Whereas Sales accounted for differences in performance measures but not task characteristics, McGrath accounted for differences in task characteristics but not performance measures. These results suggest that an individual’s performance increases as stress increases but only on simple tasks and where quantity is the measure of performance. This, however, is inconsistent with activation theory (Scott, 1966) which suggests that performance will eventually decline due to the increased stimulation. If the task is difficult, with increased stress, performance (quality or quantity) increases up to a point and then declines.

A resilient workforce has become increasingly important as many organisations are facing challenging times. Resilience can be developed in individuals and Employees. To promote resilience amongst individuals and employees, their wellbeing is a key factor in ensuring that they have the right tools which will aid the development of a sustainable Workforce.

The direction of travel for mental health and wellbeing in the workplace is one of Importance and over the last two years, the Workforce Development Programme (WFDP) in NHS England has been gathering evidence on the best interventions and approaches that will support the development and delivery of an organisational workforce mental health, health and wellbeing approach from both a practical and a strategic workforce policy level.

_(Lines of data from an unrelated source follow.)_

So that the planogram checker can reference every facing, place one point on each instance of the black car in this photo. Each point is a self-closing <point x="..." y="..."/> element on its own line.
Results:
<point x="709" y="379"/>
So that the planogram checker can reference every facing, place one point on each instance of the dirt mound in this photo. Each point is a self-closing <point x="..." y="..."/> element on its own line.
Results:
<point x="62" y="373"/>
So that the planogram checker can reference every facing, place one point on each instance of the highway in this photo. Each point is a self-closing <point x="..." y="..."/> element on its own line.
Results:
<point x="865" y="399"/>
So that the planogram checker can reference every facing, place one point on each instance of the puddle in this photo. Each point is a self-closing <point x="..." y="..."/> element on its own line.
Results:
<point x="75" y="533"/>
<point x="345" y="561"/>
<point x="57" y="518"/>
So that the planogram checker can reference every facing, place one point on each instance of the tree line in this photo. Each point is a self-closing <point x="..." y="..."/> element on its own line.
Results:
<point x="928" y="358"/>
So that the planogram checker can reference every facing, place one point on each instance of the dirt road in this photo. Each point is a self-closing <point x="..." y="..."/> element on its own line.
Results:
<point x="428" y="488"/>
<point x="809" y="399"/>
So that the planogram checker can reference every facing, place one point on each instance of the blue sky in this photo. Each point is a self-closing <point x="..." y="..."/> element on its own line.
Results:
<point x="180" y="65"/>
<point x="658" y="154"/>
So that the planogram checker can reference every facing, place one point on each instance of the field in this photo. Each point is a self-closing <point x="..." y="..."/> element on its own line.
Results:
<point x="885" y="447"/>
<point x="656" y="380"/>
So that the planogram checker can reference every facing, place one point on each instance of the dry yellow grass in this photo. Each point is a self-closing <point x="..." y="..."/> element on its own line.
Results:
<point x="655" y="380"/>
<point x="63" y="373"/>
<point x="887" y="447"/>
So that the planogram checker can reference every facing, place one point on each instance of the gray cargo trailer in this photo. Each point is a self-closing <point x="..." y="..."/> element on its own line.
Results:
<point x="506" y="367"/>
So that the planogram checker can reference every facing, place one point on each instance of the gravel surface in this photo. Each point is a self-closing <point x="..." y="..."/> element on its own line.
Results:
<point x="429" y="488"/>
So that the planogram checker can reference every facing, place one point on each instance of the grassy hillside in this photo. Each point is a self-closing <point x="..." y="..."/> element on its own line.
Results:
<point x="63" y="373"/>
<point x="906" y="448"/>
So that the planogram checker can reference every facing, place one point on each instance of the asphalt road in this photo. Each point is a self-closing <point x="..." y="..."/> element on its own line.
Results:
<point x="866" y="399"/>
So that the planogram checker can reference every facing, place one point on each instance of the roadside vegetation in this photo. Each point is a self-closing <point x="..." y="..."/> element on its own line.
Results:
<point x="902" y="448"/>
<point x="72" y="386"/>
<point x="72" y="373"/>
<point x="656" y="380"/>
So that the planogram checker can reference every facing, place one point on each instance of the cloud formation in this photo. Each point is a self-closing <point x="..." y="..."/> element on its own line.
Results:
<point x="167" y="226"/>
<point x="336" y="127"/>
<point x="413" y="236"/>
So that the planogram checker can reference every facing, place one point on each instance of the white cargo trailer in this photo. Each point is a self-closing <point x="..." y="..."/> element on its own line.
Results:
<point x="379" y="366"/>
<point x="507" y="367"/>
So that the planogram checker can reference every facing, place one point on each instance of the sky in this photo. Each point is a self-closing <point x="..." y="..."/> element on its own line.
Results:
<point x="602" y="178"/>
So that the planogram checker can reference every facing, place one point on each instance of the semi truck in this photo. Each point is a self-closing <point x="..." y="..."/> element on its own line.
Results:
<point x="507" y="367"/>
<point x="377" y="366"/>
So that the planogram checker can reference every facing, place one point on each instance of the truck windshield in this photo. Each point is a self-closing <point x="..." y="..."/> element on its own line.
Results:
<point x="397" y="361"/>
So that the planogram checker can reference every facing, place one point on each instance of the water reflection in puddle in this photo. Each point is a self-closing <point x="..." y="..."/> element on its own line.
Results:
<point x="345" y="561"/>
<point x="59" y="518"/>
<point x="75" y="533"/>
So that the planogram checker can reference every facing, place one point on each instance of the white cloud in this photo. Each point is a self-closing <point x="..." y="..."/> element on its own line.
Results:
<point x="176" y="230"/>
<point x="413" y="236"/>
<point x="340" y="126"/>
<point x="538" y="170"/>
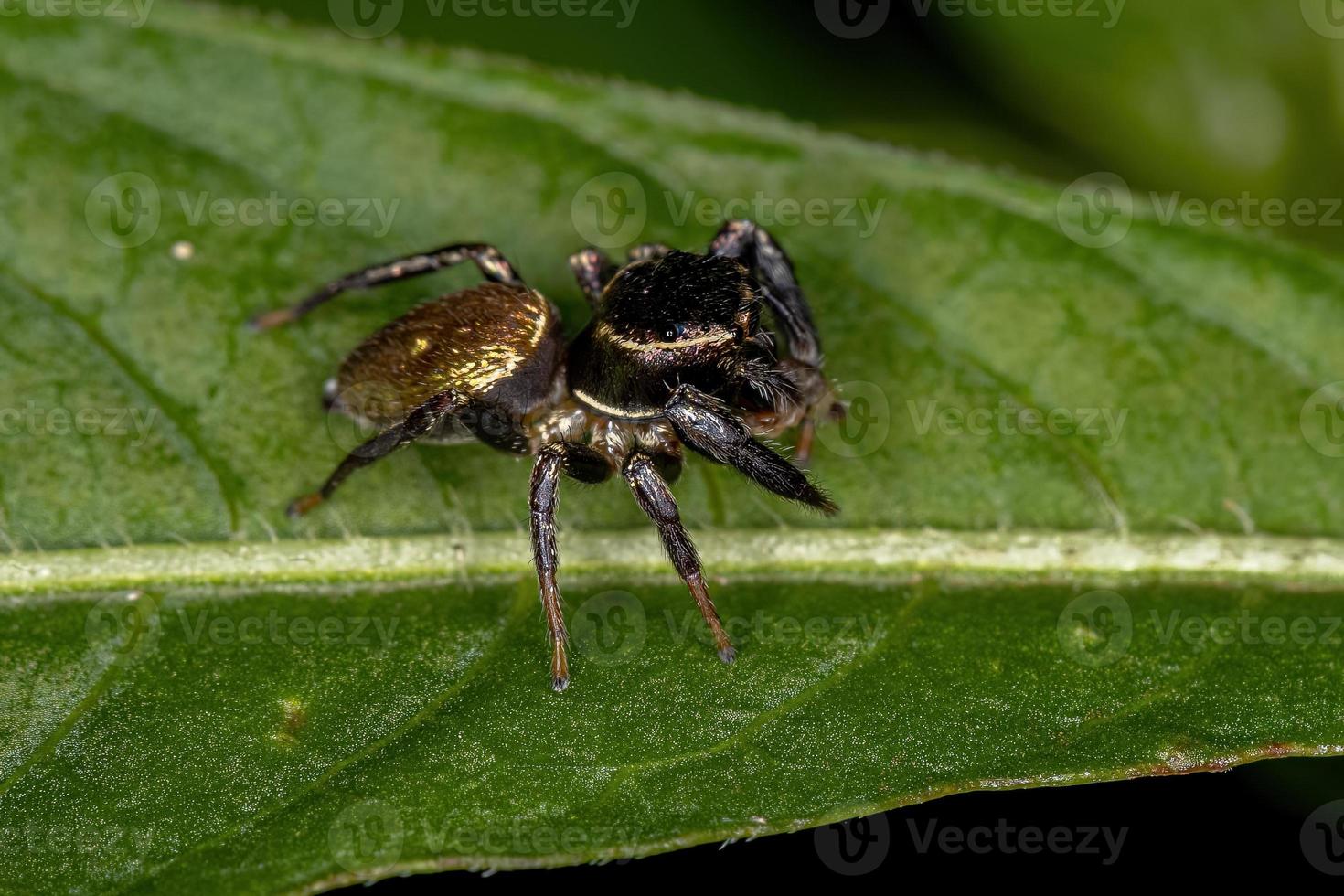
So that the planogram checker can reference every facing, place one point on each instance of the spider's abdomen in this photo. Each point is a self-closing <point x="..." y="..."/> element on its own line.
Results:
<point x="495" y="341"/>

NHS England in 2016/17, commissioned a report to see if there was a link between employee engagements, sickness absence and spends on agency staff .The analysis of this report proposed it was possible that where employee engagement was low, there could be a higher level of sickness absence amongst staff. This information has helped to lay the basis of my research. Also with the NHS coming under tighter management and more pressure to contain costs and improve outcomes, and the reality of how this impacts on staff that are called upon to make these changes. The reality is not necessarily inconsistent with delivering a quality service and the rate at which these changes occur or are expected to happen do have a huge impact on the. Although a lot will have been written about Organisational change, I will be looking at the different types of changes NHS England may have undergone and how these changes were incorporated. The ability of an organisation to incorporate change depends, in part, on its organisational culture and how employees are in adapting to this change.